If a reconstruction is necessary, you can reduce its cost by making a habit of retaining primary source documents—the actual receipts, invoices, expense statements, for example. One of our clients memorialized business expenses on the backs of cocktail napkins. Hey, it works. Backing up electronic data files should be a no-brainer. With QuickBooks, your accounting staff should regularly create a backup file and save it to a drive secure from potential damage and theft. Investigating lost documents and omitted transactions or corrupted data files takes time, which increases the cost of the reconstruction. And speaking of cost, let’s be honest, reconstructions can be expensive depending on the circumstances. We’ve yet to meet a business owner who takes as much pleasure writing a check for a reconstruction as he might for a business trip to Europe.

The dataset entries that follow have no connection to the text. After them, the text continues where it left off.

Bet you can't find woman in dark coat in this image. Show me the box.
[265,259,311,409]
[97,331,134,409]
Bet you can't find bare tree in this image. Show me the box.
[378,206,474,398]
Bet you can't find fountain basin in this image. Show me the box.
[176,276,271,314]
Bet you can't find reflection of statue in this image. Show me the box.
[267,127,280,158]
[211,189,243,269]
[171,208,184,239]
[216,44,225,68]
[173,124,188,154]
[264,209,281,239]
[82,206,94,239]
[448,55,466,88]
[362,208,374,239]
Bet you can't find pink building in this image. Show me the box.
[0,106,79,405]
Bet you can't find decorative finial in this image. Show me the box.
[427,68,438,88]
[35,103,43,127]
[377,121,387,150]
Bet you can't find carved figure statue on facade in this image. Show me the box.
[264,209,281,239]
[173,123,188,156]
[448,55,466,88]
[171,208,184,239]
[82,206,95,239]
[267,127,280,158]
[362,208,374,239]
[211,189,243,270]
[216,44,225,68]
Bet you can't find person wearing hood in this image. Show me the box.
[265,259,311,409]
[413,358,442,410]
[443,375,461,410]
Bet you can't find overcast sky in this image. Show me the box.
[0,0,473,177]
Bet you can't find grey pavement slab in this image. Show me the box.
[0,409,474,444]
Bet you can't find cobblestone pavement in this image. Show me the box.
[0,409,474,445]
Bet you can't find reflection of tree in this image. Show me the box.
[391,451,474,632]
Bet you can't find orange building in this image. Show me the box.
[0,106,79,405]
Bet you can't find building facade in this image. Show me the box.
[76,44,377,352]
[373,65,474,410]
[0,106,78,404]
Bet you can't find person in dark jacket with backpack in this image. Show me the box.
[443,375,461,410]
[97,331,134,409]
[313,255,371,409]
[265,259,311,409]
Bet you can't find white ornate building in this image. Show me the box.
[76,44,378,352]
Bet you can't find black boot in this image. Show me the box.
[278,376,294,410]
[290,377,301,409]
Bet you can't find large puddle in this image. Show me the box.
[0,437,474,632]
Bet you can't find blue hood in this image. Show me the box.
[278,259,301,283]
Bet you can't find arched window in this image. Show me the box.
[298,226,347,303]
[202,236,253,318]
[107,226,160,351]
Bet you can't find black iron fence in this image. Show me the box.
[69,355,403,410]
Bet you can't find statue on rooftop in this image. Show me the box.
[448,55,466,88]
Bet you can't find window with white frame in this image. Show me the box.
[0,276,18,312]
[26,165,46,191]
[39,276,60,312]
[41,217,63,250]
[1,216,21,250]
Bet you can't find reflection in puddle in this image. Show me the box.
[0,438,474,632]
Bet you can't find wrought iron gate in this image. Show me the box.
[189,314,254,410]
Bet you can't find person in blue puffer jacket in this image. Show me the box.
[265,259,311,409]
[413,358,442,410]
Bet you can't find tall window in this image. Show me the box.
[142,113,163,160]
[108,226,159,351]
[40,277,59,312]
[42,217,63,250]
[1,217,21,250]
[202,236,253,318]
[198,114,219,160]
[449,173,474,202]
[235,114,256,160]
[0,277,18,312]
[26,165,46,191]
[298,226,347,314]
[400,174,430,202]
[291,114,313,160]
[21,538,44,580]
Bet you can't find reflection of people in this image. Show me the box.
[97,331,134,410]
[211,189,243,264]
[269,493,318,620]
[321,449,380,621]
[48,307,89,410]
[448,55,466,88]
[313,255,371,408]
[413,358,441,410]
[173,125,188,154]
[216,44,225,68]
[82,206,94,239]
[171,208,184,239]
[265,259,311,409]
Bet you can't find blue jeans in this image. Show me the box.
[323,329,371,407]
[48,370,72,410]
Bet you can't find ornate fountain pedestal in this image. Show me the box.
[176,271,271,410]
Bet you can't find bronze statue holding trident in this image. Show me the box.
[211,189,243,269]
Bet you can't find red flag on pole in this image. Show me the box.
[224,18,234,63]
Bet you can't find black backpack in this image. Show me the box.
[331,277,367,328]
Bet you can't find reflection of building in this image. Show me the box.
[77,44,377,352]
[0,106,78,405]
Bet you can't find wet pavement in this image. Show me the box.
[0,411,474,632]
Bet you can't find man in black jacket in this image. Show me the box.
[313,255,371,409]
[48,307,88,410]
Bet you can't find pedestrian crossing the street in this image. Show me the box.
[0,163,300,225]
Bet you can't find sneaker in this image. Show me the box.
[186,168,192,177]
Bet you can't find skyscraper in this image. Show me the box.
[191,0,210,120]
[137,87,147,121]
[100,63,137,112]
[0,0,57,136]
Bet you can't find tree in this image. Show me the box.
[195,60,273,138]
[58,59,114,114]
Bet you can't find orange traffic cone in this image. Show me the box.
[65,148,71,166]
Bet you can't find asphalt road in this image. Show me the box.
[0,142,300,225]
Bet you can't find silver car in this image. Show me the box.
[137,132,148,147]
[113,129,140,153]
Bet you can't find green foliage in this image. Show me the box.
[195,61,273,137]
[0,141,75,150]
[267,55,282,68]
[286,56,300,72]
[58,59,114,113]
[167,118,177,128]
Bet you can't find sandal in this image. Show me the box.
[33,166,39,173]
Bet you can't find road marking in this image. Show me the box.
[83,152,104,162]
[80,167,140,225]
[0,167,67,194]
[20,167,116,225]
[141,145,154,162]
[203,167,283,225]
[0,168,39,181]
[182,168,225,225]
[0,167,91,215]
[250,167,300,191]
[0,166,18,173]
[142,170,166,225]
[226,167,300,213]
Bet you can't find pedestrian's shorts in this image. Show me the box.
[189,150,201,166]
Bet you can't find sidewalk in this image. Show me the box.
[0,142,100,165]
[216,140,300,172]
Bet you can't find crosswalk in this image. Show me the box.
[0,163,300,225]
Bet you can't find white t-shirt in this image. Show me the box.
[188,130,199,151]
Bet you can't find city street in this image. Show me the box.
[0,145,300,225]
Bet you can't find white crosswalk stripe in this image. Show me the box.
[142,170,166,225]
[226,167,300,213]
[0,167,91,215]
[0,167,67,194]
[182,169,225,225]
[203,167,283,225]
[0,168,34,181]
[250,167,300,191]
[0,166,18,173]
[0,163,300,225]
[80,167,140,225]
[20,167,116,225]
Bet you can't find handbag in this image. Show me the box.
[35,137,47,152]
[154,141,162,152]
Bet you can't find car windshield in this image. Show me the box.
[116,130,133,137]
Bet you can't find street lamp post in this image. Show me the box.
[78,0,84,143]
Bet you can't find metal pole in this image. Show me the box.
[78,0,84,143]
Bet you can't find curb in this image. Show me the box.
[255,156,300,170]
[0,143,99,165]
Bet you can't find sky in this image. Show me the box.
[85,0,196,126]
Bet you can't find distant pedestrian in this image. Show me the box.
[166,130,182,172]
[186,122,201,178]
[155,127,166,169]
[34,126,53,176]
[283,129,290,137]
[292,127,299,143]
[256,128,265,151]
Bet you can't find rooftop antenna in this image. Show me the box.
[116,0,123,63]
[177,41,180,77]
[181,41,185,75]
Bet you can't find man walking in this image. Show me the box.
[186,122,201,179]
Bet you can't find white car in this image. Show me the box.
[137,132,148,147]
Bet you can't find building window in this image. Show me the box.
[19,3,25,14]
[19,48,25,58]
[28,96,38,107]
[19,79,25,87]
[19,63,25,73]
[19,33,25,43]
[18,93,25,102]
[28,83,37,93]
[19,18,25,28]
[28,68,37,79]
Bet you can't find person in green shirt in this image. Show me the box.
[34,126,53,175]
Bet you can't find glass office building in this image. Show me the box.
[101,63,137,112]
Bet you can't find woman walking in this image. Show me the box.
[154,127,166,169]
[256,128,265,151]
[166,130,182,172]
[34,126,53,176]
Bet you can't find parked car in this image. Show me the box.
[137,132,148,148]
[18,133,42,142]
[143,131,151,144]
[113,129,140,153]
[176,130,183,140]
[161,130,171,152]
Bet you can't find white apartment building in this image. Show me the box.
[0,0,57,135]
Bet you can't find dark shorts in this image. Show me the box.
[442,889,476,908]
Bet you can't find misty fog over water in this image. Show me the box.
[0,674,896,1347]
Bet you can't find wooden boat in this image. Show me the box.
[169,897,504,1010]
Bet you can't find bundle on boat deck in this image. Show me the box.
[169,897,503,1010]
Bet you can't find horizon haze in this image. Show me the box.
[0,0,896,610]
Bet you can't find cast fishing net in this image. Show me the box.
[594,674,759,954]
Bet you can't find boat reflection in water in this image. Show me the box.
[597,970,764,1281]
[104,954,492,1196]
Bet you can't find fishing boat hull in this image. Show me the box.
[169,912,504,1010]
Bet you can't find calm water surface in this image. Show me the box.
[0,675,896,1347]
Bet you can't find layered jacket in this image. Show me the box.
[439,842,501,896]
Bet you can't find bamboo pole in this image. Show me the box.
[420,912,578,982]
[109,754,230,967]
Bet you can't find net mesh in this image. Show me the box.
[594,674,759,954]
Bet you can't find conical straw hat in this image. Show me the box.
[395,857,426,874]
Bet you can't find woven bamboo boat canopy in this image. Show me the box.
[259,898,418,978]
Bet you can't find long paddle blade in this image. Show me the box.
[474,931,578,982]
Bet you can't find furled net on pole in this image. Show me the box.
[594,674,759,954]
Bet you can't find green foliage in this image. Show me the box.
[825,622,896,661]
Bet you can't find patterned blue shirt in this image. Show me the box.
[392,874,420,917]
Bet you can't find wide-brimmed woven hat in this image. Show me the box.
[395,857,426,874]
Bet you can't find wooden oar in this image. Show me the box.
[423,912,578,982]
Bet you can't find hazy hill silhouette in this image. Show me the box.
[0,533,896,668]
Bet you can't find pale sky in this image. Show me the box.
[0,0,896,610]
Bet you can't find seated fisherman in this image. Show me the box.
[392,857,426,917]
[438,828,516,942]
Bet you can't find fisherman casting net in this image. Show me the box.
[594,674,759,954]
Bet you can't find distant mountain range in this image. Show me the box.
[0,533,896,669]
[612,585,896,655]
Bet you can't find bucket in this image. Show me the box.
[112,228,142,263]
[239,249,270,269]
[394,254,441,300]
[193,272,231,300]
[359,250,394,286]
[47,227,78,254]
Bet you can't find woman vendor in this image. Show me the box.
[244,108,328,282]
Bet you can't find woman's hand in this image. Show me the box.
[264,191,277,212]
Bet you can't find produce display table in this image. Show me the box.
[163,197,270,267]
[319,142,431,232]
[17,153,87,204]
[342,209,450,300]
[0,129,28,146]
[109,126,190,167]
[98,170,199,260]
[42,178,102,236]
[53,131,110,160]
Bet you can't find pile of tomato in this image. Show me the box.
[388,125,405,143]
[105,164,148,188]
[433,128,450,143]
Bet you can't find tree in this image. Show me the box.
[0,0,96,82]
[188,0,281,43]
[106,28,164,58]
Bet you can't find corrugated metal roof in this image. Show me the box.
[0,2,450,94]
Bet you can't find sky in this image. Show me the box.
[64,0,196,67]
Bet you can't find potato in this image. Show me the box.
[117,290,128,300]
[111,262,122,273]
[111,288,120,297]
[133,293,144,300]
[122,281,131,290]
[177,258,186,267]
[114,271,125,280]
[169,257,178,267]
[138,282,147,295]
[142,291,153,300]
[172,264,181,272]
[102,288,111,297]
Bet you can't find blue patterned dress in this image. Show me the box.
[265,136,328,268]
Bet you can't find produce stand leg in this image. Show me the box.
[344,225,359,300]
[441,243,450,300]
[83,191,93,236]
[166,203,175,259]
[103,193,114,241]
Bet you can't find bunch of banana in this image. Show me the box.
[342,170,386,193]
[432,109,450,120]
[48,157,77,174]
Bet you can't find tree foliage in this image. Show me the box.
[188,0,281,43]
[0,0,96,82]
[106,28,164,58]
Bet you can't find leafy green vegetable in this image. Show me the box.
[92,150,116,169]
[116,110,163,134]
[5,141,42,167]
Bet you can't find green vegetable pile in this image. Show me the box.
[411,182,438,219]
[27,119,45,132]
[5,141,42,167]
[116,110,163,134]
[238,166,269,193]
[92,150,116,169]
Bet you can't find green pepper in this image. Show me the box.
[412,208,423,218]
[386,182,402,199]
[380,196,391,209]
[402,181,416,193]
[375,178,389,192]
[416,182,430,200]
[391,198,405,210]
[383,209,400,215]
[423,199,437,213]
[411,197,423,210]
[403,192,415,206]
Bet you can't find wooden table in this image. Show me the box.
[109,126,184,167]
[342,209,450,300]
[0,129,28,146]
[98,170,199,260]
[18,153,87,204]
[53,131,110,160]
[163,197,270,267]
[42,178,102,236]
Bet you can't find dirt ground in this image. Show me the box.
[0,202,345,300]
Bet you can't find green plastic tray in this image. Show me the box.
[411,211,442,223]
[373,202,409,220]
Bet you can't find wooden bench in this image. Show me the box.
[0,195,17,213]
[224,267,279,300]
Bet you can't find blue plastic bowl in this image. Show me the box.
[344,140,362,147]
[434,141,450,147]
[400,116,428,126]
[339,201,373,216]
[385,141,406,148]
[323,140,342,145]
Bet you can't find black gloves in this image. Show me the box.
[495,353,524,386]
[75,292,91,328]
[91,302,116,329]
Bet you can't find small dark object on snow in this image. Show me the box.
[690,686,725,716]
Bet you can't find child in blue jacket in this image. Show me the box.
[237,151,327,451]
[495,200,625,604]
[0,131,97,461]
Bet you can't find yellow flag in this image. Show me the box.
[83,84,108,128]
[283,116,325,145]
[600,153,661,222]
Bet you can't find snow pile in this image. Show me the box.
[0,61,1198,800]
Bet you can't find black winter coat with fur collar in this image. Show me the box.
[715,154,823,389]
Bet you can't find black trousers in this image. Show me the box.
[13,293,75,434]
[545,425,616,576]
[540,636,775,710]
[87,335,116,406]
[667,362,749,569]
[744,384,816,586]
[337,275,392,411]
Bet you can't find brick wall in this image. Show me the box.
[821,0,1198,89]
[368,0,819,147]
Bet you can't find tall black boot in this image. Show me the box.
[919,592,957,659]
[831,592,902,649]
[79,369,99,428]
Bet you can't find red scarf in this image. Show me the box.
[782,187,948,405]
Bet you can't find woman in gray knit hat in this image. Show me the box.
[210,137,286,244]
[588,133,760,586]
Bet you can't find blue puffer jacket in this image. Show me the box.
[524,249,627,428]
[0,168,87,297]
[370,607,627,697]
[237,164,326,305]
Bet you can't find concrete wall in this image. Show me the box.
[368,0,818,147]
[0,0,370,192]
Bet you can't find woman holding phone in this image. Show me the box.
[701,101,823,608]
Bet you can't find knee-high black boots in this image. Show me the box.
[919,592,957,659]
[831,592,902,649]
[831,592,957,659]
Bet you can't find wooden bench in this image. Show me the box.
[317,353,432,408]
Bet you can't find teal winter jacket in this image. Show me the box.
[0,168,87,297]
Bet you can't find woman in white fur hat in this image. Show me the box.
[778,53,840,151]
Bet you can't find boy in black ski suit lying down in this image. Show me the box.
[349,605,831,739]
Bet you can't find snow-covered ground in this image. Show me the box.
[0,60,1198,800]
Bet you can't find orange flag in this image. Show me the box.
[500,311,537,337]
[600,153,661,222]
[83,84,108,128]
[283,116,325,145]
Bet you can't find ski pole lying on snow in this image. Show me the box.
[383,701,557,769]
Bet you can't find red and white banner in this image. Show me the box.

This raises an interesting point about priorities and false savings. With accounting staff, price doesn’t necessarily correspond to competency and honesty. Most business owners are surprised to learn that anyone can market himself as a bookkeeper. Other than a basic business license, independent bookkeepers are not required to possess any academic or professional credentials, or undergo mandated criminal background checks. Since bookkeepers range from $15 to over $100 per hour, a business owner would do well to thoroughly examine a prospective bookkeeper’s experience and pay for a criminal background and credit check. It makes no sense to scrimp on a background check if the bookkeeper ultimately triggers a $20,000 reconstruction.